The most recent agricultural census figures show that U.S. farmers are aging, with the 65 or older segment rapidly expanding. To ensure long-term food security and economic growth, it is critical to encourage more people, and also young people, to farm. That means enacting policies that make it less risky to run small farms, and more rewarding to grow fresh, local, affordable food that U.S. consumers need. Some provisions of FARRM — such as the development of a whole-farm crop insurance product for diversified farms, renewed funding for the Farmers Market and Local Food Promotion Program, and an innovative proposal to make microloans available to beginning farmers — are wins for small farmers. However, the bill also slashes other programs designed to benefit small farms and beginning farmers and to help them with the cost of organic certification.
In addition, FARRM makes deep cuts to food stamp funding in a time of need and guts conservation programs that protect our land, air, and water. It also expands handouts to large, corporate farming operations, increasing their advantages over smaller farms that operate in more environmentally friendly ways. These are all poor policies.

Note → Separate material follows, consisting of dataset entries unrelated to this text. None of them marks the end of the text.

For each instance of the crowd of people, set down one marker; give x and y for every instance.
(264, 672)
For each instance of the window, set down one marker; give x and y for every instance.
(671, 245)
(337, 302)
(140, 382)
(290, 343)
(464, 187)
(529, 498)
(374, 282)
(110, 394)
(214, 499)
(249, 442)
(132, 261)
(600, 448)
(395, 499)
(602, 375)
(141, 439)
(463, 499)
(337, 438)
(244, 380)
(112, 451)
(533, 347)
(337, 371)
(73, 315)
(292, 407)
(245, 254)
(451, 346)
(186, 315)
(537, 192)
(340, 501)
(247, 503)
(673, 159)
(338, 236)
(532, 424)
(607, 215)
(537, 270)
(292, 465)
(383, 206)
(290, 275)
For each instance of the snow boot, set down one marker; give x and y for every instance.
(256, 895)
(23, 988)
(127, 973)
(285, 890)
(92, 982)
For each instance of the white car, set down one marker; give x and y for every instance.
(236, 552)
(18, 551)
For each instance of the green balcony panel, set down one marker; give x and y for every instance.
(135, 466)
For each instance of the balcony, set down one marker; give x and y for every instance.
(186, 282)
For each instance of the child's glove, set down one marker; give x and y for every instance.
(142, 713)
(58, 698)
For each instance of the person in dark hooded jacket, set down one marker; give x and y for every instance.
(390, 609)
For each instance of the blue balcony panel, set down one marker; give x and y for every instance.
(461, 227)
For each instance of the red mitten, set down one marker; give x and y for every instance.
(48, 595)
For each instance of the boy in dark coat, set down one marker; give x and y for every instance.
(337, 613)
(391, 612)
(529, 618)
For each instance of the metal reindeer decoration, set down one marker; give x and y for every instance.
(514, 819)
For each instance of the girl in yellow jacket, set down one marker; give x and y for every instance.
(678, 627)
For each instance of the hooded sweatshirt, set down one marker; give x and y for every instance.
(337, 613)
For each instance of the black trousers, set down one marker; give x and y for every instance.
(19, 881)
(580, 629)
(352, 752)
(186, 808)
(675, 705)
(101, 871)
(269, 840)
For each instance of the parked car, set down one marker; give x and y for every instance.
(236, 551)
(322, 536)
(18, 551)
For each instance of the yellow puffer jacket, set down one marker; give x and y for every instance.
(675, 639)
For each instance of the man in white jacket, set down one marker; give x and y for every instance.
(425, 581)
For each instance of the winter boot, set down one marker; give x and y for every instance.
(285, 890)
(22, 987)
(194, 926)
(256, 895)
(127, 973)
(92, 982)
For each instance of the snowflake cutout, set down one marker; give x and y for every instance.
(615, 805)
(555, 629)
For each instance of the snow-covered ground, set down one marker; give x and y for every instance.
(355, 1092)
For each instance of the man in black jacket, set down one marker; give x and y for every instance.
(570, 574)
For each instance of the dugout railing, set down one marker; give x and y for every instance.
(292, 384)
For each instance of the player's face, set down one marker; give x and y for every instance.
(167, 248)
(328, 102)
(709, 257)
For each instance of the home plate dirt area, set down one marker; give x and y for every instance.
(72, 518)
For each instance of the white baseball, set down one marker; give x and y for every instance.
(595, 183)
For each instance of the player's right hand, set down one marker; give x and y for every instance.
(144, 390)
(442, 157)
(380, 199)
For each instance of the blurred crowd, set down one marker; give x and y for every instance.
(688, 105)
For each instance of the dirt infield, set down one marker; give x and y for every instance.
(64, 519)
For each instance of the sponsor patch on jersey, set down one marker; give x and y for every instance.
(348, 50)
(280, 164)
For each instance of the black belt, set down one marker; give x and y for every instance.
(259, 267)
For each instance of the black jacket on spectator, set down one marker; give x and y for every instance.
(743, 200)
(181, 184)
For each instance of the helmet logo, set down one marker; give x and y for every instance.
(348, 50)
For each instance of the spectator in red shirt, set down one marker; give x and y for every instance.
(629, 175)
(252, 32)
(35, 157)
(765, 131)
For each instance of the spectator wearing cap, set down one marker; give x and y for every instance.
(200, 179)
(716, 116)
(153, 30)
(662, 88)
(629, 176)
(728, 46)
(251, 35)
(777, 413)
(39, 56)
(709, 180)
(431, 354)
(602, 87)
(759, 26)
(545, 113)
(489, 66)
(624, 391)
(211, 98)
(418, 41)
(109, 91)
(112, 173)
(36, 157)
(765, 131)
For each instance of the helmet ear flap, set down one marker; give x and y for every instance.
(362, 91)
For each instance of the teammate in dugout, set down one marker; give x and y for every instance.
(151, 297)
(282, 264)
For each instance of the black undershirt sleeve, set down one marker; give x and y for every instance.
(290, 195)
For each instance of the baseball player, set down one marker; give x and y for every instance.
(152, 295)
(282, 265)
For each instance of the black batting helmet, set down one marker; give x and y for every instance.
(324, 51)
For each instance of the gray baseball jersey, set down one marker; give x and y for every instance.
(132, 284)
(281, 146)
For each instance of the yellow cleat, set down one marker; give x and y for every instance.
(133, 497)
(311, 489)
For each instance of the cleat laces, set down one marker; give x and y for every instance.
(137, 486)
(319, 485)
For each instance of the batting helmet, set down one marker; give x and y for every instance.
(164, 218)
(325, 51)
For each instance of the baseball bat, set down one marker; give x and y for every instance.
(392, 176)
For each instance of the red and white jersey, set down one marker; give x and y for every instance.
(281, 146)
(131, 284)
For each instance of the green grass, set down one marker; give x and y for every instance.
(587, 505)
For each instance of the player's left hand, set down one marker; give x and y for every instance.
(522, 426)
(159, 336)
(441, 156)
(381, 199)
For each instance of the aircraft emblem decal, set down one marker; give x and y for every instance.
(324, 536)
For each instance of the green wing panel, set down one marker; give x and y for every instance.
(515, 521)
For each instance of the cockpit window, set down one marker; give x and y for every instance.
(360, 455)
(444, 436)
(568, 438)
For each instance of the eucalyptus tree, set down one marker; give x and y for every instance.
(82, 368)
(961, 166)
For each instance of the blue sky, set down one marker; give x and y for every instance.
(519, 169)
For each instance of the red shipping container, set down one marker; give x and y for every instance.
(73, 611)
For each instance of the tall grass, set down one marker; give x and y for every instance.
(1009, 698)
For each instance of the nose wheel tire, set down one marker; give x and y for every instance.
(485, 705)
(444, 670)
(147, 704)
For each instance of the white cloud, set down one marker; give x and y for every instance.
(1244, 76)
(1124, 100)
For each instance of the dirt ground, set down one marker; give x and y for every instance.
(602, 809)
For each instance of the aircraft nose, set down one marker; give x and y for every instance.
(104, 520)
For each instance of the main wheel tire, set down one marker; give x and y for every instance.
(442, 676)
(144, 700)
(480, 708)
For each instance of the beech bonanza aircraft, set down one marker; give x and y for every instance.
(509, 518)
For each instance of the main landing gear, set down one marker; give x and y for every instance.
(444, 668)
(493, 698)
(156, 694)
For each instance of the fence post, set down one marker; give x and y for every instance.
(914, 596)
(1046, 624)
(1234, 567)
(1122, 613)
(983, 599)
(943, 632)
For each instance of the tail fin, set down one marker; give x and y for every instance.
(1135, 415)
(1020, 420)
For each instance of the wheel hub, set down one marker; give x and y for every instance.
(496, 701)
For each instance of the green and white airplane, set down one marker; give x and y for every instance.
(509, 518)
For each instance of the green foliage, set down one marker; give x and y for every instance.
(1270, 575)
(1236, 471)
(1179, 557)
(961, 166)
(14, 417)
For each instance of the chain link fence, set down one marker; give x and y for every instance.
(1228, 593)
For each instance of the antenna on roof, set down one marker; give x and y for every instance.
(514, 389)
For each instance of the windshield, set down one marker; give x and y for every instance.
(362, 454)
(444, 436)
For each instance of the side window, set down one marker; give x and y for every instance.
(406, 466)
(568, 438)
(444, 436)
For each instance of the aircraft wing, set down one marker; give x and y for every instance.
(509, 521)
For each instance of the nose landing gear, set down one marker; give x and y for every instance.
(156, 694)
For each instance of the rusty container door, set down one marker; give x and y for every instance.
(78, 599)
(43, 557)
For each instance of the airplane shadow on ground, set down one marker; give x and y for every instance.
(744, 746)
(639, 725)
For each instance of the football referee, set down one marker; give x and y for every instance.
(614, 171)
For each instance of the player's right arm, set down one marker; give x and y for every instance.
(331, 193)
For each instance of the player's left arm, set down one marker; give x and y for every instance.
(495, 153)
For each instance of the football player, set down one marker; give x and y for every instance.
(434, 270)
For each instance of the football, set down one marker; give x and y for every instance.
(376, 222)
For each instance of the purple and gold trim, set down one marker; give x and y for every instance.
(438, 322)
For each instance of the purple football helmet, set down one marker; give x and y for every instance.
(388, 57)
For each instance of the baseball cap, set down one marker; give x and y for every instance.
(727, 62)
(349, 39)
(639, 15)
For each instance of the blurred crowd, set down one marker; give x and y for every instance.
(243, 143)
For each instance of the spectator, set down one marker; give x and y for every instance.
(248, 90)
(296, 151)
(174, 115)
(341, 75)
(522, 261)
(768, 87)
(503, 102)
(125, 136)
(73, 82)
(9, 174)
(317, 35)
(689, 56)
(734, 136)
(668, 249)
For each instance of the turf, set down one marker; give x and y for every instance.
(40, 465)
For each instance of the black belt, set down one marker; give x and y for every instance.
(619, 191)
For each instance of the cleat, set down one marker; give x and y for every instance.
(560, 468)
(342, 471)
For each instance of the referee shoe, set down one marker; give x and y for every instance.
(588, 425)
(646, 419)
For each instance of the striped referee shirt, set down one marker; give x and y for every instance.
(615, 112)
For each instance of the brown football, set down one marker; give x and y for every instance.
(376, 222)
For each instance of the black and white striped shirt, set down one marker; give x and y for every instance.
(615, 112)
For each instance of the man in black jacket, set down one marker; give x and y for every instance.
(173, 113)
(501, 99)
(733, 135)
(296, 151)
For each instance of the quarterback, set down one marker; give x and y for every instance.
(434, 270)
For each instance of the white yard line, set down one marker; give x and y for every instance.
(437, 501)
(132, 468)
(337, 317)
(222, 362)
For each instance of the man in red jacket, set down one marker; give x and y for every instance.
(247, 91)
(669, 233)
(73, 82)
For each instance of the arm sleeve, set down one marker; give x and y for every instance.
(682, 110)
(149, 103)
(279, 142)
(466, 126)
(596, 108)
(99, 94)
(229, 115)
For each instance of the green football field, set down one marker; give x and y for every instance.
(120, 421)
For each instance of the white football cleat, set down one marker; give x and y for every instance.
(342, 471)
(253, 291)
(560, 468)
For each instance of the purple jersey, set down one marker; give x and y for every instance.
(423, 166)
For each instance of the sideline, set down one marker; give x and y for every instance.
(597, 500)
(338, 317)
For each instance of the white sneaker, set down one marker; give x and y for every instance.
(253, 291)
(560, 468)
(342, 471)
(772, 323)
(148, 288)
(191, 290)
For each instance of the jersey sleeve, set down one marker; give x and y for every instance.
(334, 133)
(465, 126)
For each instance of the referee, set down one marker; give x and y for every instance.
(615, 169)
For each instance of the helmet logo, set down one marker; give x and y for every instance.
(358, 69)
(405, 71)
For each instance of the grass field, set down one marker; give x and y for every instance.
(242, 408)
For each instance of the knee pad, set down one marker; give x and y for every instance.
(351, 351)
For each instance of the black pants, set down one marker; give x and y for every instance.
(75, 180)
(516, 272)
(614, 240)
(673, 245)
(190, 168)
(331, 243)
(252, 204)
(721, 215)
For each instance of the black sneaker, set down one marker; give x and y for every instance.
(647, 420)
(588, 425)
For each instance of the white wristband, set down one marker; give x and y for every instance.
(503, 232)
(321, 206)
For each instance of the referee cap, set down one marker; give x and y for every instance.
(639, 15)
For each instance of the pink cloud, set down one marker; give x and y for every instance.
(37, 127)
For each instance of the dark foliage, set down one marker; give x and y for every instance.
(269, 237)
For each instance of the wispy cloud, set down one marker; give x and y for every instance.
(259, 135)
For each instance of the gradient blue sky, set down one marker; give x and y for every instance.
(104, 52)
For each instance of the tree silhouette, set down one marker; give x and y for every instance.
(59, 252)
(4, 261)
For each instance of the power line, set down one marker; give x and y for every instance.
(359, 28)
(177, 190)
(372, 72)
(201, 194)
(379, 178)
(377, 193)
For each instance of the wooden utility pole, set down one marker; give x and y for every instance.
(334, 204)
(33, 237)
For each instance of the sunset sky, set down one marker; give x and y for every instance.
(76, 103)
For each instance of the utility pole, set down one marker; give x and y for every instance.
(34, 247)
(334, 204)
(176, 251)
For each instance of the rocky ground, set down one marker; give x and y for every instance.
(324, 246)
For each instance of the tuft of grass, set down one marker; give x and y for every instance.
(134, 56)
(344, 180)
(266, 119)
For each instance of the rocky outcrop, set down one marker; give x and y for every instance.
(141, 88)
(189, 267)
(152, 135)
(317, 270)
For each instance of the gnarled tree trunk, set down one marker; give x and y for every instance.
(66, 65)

The result is a bill that misses important opportunities to improve our food system. Among these is the failure to recognize the expanding popularity of recirculating agriculture, an eco-efficient farming method that includes hydroponics (growing plants), recirculating aquaculture (raising fish) and aquaponics (growing plants and fish in one combined system). These farms are closed-loop, soil-free, and recycle water. Recirculating farms are ideal operations for new and young farmers, because they can be inexpensive to build and run in virtually any setting, including indoors, on paved urban lots, and even otherwise unused space, like rooftops. They are an innovative, fun way for new farmers to join in the burgeoning local food movement and provide fresh, healthy foods for themselves and their communities. (see a video of our ED talking about recirculating farms at TEDx Manhattan in January)
Let’s hope Congress puts aside their bipartisan nonsense and takes the time to really consider what is important to the U.S. right now and how crafting a solid update to the Farm bill could promote growth of sustainable agriculture and support a healthy economy and healthy country.